The flush agent endpoint is not configurable but rather preconfigured to point to Dispatcher, matched with the publish service running alongside the flush agent.
The flush agent can typically be triggered by custom code based on OSGi events or workflows.
String[] paths = 鈥
ReplicationOptions options = new ReplicationOptions();
options.setSynchronous(true);
options.setFilter( new AgentFilter {
public boolean isIncluded (Agent agent) {
return agent.getId().equals("flush");
}
});
Replicator.replicate (session,ReplicationActionType.DELETE,paths, options);
Client-Side libraries and Version Consistency content-consistency
Pages are composed of HTML, JavaScript, CSS, and images. Customers are encouraged to use the Client-Side Libraries (clientlibs) framework to import JavaScript and CSS resources into HTML pages, accounting for dependencies between JS libraries.
The clientlibs framework provides automatic version management. What this means is that developers can check in changes to JS libraries in source control and the latest version is made available when a customer pushes their release. Without this workflow, developers must manually change HTML with references to the new version of the library, which is especially onerous if the same library shares many HTML templates.

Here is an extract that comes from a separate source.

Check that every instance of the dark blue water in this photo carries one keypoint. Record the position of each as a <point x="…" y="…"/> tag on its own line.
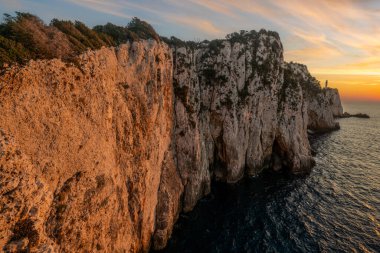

When the new versions of libraries are released to production, the referencing HTML pages are updated with new links to those updated library versions. After the browser cache expires for a given HTML page, there is no concern that the old libraries are loaded from the browser cache. The reason is because the refreshed page (from AEM) now is guaranteed to reference the new versions of the libraries. That is, a refreshed HTML page includes all the latest library versions.
The mechanism behind this ability is a serialized hash, which is appended to the client library link. It ensures a unique, versioned url for the browser to cache the CSS/JS. The serialized hash is only updated when the contents of the client library changes. Which means that if unrelated updates occur (that is, no changes to the underlying css/js of the client library) even with a new deployment, the reference remains the same. In turn, it ensures less disruption to the browser cache.
Enabling Longcache versions of Client-Side Libraries - AEM as a Cloud Service SDK Quickstart enabling-longcache
Default clientlib includes on an HTML page look like the following example:
<link rel="stylesheet" href="/etc.clientlibs/wkndapp/clientlibs/clientlib-base.css" type="text/css">
When strict clientlib versioning is enabled, a long-term hash key is added as a selector to the client library. As a result, the clientlib reference look like this:
<link rel="stylesheet" href="/etc.clientlibs/wkndapp/clientlibs/clientlib-base.lc-7c8c5d228445ff48ab49a8e3c865c562-lc.css" type="text/css">
Strict clientlib versioning is enabled by default in all AEM as a Cloud Service environment.
To enable strict clientlib versioning in the local SDK Quickstart, do the following:
-
Navigate to the OSGi Configuration manager
<host>/system/console/configMgr
-
Find the OSGi Config for 蜜豆视频 Granite HTML Library Manager:
- Check the checkbox so you enable Strict Versioning
- In the field labeled Long term client side cache key, enter the value of /.*;hash
-
Save the changes. It is not necessary to save this configuration in source control since AEM as a Cloud Service automatically enables this configuration in dev, stage, and production environments.
-
Anytime the contents of the client library are changed, a new hash key is generated and the HTML reference is updated.